I nodded minutely and took the cloud out into the hall, allowing it to rain gently out there.

Keeley straightened and dropped her shield.

Yotaka shivered. Steam rose from him as he dried off. His long silver hair was still damp, but he was otherwise dry again.

“That was awesome,” I murmured to Keeley. “Thanks for covering my butt.”

“No problem,” she whispered back, but she was shaking. “I had no idea what I was doing.”

Yotaka didn’t give Yvette and Joshua much time to think, either. He rolled his hands and flung.

Theirs was a bit more comical. Yvette took the water and tried to drench him. However, she had to bring it in as water, not as a cloud, so he was able to prepare. He turned the water into steam, giving Joshua the opportunity to attack with vines, encircling Yotaka’s body with them and gently squeezing.

It didn’t take long for the vines to die, become brittle and fall away.

Then Yotaka let the two of them really have it. The only thing that saved them was a cascading wall of water. It acted as a shield that instantly evaporated and became steam.

Yotaka gathered another ball of fire, ready to launch it at them.

All the water had evaporated, and Joshua was all out of vines. There was also no dirt for him to manipulate (poor planning on our part), so they were out of tricks.

I gathered the steam into a cloud and released it behind Yvette, enabling her to take the water at the same time that Keeley set up her shield in front of them.

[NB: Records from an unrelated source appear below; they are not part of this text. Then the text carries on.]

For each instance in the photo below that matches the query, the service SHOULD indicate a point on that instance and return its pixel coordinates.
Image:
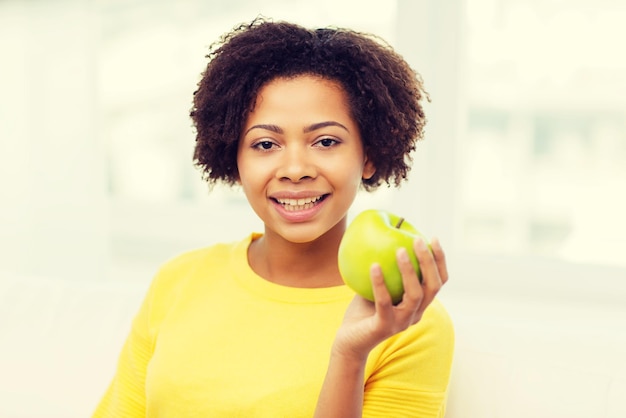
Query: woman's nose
(296, 165)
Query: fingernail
(403, 255)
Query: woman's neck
(308, 265)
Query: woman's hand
(368, 323)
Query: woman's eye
(327, 142)
(264, 145)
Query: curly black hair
(384, 92)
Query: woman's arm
(366, 324)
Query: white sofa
(59, 341)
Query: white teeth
(299, 204)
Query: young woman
(264, 327)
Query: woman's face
(301, 158)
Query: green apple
(374, 236)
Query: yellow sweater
(213, 339)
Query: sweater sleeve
(408, 375)
(126, 395)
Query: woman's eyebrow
(319, 125)
(273, 128)
(313, 127)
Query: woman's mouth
(295, 205)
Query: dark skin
(298, 265)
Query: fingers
(413, 292)
(382, 299)
(440, 259)
(430, 269)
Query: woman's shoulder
(181, 267)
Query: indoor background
(522, 173)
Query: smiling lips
(295, 205)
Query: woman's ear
(368, 169)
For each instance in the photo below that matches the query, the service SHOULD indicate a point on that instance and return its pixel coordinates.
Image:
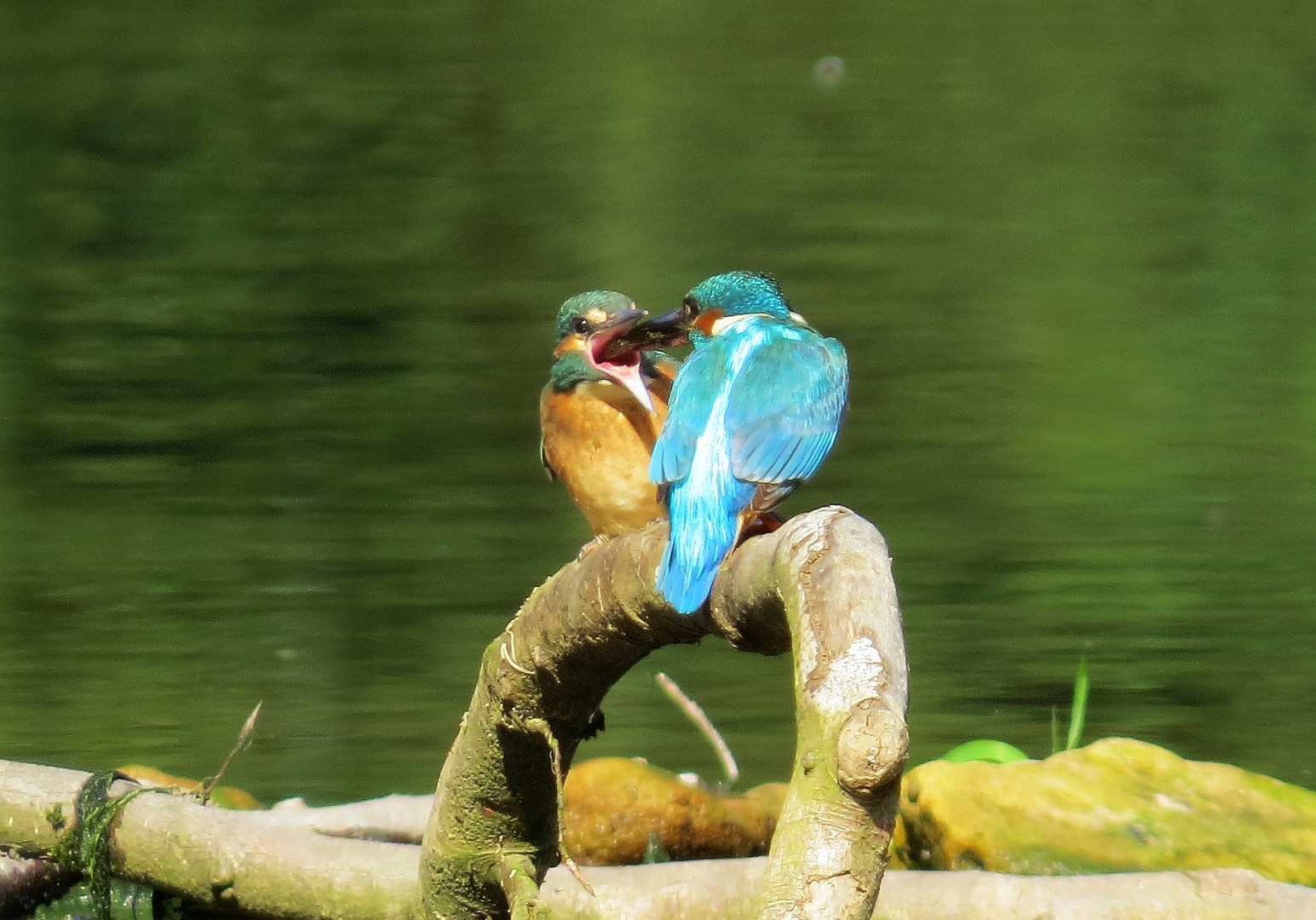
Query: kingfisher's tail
(703, 532)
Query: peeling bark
(821, 586)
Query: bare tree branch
(238, 862)
(821, 582)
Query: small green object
(1078, 711)
(985, 749)
(654, 850)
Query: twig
(697, 715)
(244, 740)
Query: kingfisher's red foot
(765, 523)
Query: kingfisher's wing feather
(786, 407)
(692, 396)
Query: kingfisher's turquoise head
(737, 294)
(729, 294)
(587, 324)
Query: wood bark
(222, 860)
(820, 586)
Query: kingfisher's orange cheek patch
(705, 320)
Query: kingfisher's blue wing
(786, 407)
(692, 396)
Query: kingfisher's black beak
(661, 332)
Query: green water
(278, 286)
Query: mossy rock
(615, 806)
(1115, 806)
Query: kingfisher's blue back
(753, 412)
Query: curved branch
(821, 584)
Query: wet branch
(820, 586)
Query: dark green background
(278, 286)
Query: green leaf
(1078, 711)
(985, 749)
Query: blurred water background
(278, 291)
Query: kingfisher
(753, 412)
(603, 408)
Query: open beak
(615, 357)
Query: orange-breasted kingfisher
(751, 413)
(601, 411)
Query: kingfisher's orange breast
(598, 441)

Joshua let the vines fly, touching Yvette’s hand, water leaping to join them.

Yotaka’s fire bounced off the shield and he found himself bound by the vines again. He was also drenched, which limited his ability to kill the vines before they squeezed out his breath.

He gasped something.

“Should I let up a bi’?” Joshua asked.

“Possibly?” I said. “He could be saying he needs to breathe and good job.”

The vines let up.

“Good job, Joshua-
kun
,” Yotaka rasped. “Can you let me go now?”

“Oh, sure.” The vines slowly retreated, and the water soon became steam again.

Yotaka stared at Keeley and me for a long moment. “Why did you interfere?”

“We didn’t interfere, Yotaka-
san
,” I said, bowing my head. “We assisted. They needed a minute to regroup and find another attack or defense that would work. We merely bought them the handful of seconds they needed to do so.”

“And if this had been a real life battle?”

“Us against you?” I asked. “There wouldn’t be three of us on the sidelines. We’d all be in there together.”

“All.” Yotaka straightened. “And how would you use the Mark of spirit in battle?”

Keeley cleared her throat. “We could use it to make the enemy lose heart, lose the need or will to fight back.”

That was good. “Or use it to bolster our own emotions when we feel the need to quit.”

Yotaka nodded, a slight smile on his face. “That is what I was thinking as well, and that is why I had Haji doing just that.”

We all turned as he headed back into the room, a ghost of a smile on his face.

Keeley’s expression brightened. “That’s how I was able to call up the shield. I would never have thought to do that on my own. I would have much preferred to hide. I am a healer, not a fighter.”

“I was wondering,” Joshua said. “That was bloody brilliant, by the way.”

“I didn’t have to do much with Synn,” Haji said with a churlish stare, “but there was some bolstering of Keeley and Joshua.”

Yotaka walked up to Keeley. “You say you are a healer and not a fighter. Have you talked to many healers?”

She shook her head.

“Then I think it is time for you to do so. Now that our
lethara
is once again healthy, you need to understand how a healer fights. This will be a good lesson for you.”